Review: The Weight of Elephants
The Weight of Elephants would make an exquisite photography book. A large, glossy tome that sat on the coffee table and you could flick through dreaming over the perfectly composed, evocative, flare-tinged images.
But it’s a film, and films (generally) need storylines. It opens with the vanishing of three children – a mystery that serves as a scene-setter rather than a driver to the plot. The menacing disappearance is just another burden (see: title) that vulnerable young Adrian must endure along with an absent mother, stern grandmother, manic-depressive uncle, school bullies, wayward neighbours, etc, etc.
Demos Murphy plays 11-year-old Adrian and does a sterling job of tugging the heartstrings with his warm, wide-eyed sensitivity. A scene where he traps a furry rabbit friend provides a rare, precious moment of childhood joy. At the other end of the emotional register, Matthew Sunderland again shows his aptitude for playing deeply disturbed characters. He’s terrifyingly good as Adrian’s dearest and most dangerous family member.

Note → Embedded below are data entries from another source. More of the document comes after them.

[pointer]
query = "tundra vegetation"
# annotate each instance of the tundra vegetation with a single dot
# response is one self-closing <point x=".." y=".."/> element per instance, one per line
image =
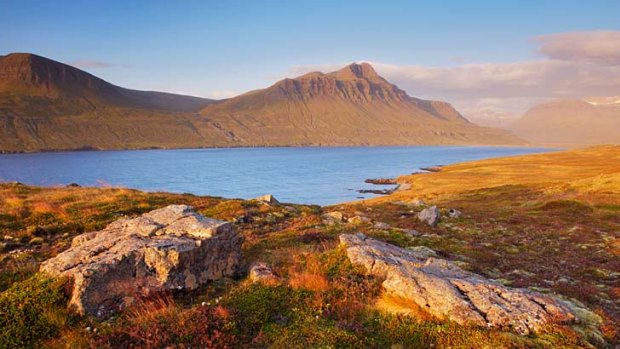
<point x="548" y="222"/>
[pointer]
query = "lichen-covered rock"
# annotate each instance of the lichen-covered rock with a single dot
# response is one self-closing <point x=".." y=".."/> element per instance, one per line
<point x="262" y="272"/>
<point x="333" y="217"/>
<point x="171" y="248"/>
<point x="430" y="216"/>
<point x="382" y="226"/>
<point x="446" y="291"/>
<point x="454" y="213"/>
<point x="359" y="219"/>
<point x="268" y="198"/>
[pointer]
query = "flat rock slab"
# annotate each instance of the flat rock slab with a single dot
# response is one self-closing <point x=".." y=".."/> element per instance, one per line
<point x="172" y="248"/>
<point x="448" y="292"/>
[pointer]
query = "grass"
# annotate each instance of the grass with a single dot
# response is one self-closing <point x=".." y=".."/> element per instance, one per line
<point x="552" y="233"/>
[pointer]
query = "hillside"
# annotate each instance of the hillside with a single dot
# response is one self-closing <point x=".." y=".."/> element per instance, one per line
<point x="545" y="222"/>
<point x="571" y="122"/>
<point x="48" y="105"/>
<point x="352" y="106"/>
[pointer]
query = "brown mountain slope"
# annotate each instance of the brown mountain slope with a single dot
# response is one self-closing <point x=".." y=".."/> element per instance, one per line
<point x="47" y="105"/>
<point x="352" y="106"/>
<point x="571" y="122"/>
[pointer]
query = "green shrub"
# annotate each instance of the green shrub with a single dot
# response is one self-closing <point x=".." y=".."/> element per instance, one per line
<point x="32" y="310"/>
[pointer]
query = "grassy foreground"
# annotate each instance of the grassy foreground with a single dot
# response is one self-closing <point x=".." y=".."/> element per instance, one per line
<point x="550" y="222"/>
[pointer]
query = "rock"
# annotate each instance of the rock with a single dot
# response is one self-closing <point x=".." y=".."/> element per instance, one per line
<point x="381" y="181"/>
<point x="262" y="272"/>
<point x="403" y="187"/>
<point x="410" y="232"/>
<point x="268" y="199"/>
<point x="422" y="251"/>
<point x="358" y="220"/>
<point x="454" y="213"/>
<point x="36" y="241"/>
<point x="430" y="216"/>
<point x="172" y="248"/>
<point x="333" y="217"/>
<point x="448" y="292"/>
<point x="418" y="203"/>
<point x="382" y="226"/>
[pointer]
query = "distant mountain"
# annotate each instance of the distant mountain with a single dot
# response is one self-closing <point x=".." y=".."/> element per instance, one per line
<point x="595" y="120"/>
<point x="48" y="105"/>
<point x="31" y="84"/>
<point x="351" y="106"/>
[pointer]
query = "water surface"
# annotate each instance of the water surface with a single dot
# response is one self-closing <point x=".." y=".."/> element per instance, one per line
<point x="301" y="175"/>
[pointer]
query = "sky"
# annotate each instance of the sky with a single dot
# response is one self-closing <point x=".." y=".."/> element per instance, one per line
<point x="491" y="59"/>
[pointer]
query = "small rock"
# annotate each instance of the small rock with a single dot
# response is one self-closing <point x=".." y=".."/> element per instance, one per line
<point x="358" y="220"/>
<point x="36" y="241"/>
<point x="381" y="226"/>
<point x="267" y="198"/>
<point x="454" y="213"/>
<point x="430" y="216"/>
<point x="422" y="251"/>
<point x="333" y="217"/>
<point x="418" y="203"/>
<point x="261" y="272"/>
<point x="410" y="232"/>
<point x="403" y="187"/>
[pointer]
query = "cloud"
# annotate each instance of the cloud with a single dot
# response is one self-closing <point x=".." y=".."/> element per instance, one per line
<point x="90" y="64"/>
<point x="576" y="65"/>
<point x="221" y="94"/>
<point x="601" y="46"/>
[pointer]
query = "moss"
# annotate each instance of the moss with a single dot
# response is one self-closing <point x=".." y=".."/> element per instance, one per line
<point x="32" y="310"/>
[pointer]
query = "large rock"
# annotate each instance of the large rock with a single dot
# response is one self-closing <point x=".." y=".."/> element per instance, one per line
<point x="430" y="216"/>
<point x="172" y="248"/>
<point x="446" y="291"/>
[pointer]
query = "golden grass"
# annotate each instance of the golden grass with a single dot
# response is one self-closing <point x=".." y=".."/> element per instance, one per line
<point x="583" y="171"/>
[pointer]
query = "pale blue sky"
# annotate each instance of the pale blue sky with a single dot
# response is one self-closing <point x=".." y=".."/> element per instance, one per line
<point x="213" y="48"/>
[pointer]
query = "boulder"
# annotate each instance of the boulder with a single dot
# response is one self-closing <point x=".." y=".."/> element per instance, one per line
<point x="454" y="213"/>
<point x="445" y="291"/>
<point x="268" y="199"/>
<point x="430" y="216"/>
<point x="262" y="272"/>
<point x="359" y="219"/>
<point x="418" y="203"/>
<point x="333" y="217"/>
<point x="382" y="226"/>
<point x="172" y="248"/>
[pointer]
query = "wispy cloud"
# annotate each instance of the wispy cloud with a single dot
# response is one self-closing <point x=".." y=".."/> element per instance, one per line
<point x="597" y="46"/>
<point x="91" y="64"/>
<point x="221" y="94"/>
<point x="575" y="65"/>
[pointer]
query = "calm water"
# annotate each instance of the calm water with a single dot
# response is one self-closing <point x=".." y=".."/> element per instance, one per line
<point x="300" y="175"/>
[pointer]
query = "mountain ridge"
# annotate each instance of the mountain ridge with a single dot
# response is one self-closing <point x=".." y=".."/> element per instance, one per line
<point x="48" y="105"/>
<point x="571" y="122"/>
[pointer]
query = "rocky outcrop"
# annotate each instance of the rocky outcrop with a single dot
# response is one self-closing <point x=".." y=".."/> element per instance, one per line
<point x="334" y="217"/>
<point x="262" y="272"/>
<point x="430" y="216"/>
<point x="446" y="291"/>
<point x="267" y="198"/>
<point x="172" y="248"/>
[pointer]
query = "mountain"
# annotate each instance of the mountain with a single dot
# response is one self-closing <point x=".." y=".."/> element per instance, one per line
<point x="351" y="106"/>
<point x="48" y="105"/>
<point x="31" y="84"/>
<point x="595" y="120"/>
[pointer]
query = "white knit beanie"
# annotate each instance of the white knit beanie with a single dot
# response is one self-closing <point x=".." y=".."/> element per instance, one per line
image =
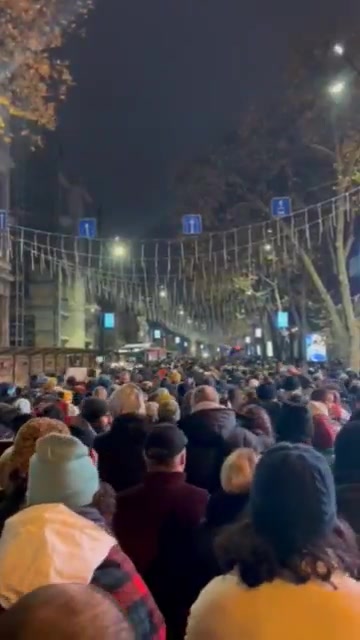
<point x="61" y="471"/>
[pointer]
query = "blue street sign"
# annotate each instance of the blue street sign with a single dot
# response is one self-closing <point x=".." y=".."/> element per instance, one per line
<point x="282" y="319"/>
<point x="109" y="320"/>
<point x="87" y="228"/>
<point x="3" y="220"/>
<point x="192" y="224"/>
<point x="281" y="207"/>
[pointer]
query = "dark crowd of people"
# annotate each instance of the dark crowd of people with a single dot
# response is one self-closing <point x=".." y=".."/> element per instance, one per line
<point x="181" y="501"/>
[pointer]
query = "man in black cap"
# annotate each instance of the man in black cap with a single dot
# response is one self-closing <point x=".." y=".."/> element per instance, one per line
<point x="155" y="524"/>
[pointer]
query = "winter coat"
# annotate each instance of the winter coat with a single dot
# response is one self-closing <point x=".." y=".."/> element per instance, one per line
<point x="223" y="509"/>
<point x="121" y="460"/>
<point x="155" y="525"/>
<point x="273" y="409"/>
<point x="348" y="501"/>
<point x="227" y="610"/>
<point x="212" y="435"/>
<point x="49" y="544"/>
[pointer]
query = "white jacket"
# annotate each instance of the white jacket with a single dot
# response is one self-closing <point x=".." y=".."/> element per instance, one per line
<point x="48" y="544"/>
<point x="226" y="610"/>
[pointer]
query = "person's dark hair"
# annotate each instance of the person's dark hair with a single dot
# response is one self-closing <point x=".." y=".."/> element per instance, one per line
<point x="240" y="547"/>
<point x="320" y="395"/>
<point x="104" y="501"/>
<point x="257" y="420"/>
<point x="52" y="411"/>
<point x="92" y="409"/>
<point x="19" y="420"/>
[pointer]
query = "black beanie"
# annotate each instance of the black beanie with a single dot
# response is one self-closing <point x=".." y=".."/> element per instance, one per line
<point x="347" y="453"/>
<point x="291" y="383"/>
<point x="292" y="498"/>
<point x="294" y="423"/>
<point x="266" y="391"/>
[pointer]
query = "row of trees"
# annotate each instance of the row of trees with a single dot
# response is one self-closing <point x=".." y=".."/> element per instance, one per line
<point x="33" y="77"/>
<point x="306" y="146"/>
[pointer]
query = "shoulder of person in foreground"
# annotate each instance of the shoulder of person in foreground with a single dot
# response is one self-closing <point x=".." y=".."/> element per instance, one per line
<point x="129" y="590"/>
<point x="209" y="612"/>
<point x="228" y="609"/>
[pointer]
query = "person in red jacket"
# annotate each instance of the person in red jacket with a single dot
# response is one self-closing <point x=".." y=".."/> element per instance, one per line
<point x="324" y="429"/>
<point x="62" y="538"/>
<point x="155" y="524"/>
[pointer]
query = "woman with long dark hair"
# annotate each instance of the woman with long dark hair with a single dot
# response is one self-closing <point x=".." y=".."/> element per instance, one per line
<point x="292" y="565"/>
<point x="257" y="420"/>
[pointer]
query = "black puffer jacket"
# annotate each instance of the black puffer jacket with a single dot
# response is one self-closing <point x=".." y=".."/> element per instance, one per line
<point x="121" y="459"/>
<point x="348" y="501"/>
<point x="212" y="435"/>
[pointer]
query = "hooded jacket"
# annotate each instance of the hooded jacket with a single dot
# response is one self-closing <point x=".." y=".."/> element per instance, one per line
<point x="212" y="434"/>
<point x="49" y="544"/>
<point x="121" y="461"/>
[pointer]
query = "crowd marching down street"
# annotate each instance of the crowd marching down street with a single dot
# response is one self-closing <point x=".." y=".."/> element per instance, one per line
<point x="182" y="500"/>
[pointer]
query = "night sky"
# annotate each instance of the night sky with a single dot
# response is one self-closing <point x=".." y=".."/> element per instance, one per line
<point x="160" y="80"/>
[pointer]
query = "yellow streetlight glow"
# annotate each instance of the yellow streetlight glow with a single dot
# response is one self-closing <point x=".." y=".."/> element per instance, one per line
<point x="339" y="49"/>
<point x="119" y="250"/>
<point x="337" y="88"/>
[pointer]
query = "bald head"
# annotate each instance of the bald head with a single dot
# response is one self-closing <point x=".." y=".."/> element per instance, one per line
<point x="65" y="612"/>
<point x="205" y="393"/>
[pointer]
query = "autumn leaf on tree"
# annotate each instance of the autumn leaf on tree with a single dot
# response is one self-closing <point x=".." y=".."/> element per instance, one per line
<point x="32" y="79"/>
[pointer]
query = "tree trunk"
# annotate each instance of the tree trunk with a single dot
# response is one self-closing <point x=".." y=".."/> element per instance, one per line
<point x="354" y="347"/>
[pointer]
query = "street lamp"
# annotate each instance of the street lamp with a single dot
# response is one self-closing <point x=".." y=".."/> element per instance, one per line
<point x="338" y="49"/>
<point x="337" y="88"/>
<point x="118" y="249"/>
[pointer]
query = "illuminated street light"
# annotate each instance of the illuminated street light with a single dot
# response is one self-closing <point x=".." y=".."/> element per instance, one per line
<point x="339" y="49"/>
<point x="118" y="249"/>
<point x="337" y="88"/>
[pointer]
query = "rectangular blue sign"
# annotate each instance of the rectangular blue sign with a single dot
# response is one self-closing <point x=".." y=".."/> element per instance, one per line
<point x="192" y="224"/>
<point x="282" y="319"/>
<point x="109" y="320"/>
<point x="3" y="220"/>
<point x="87" y="228"/>
<point x="281" y="207"/>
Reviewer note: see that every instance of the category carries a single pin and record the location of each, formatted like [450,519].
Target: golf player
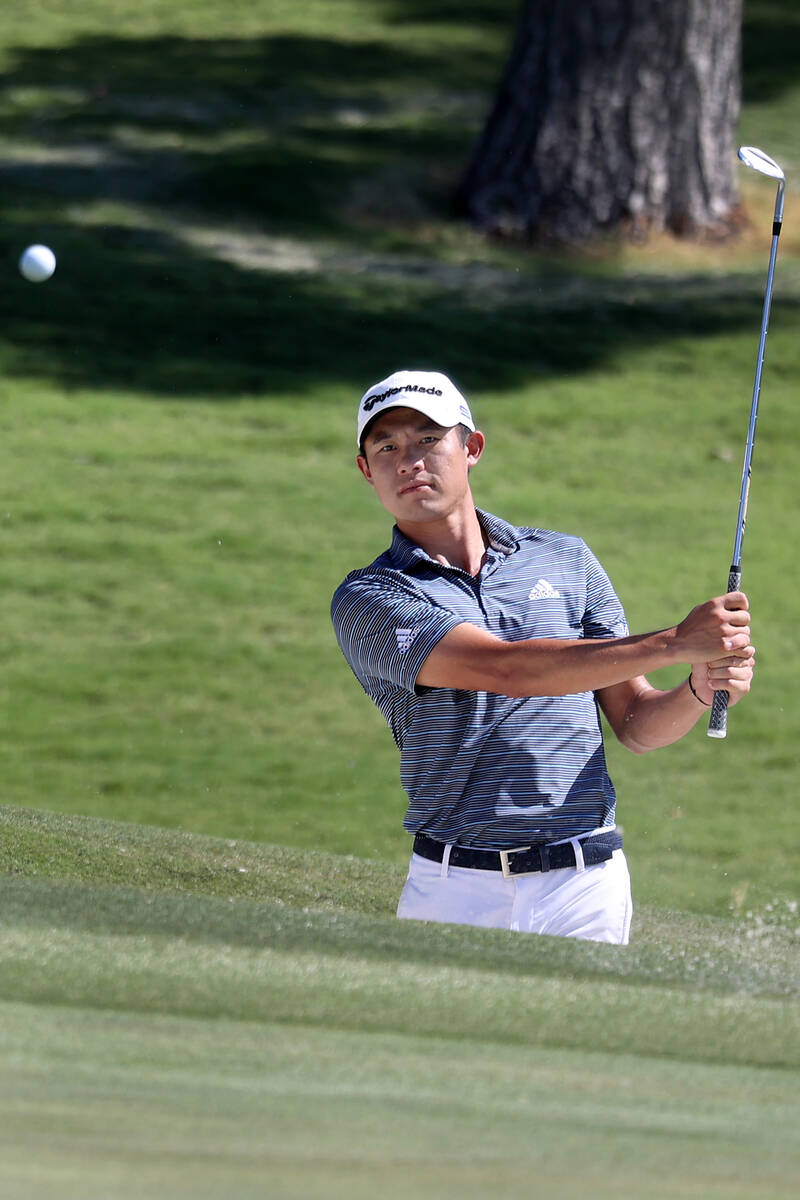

Daniel Borgman has an eye for the visual poetry of his medium and his directorial debut shows great promise but eventually gets bogged down by the earnest weightiness of the script. It plays out more like a collection of scenes than a cohesive whole, with the main thrust being a layering of increasing hopelessness. If you, as the New Zealand Film Commission seem to, like melancholic beautiful odes to childhood then this is the film for you. Stunning? Yes. Uplifting? No.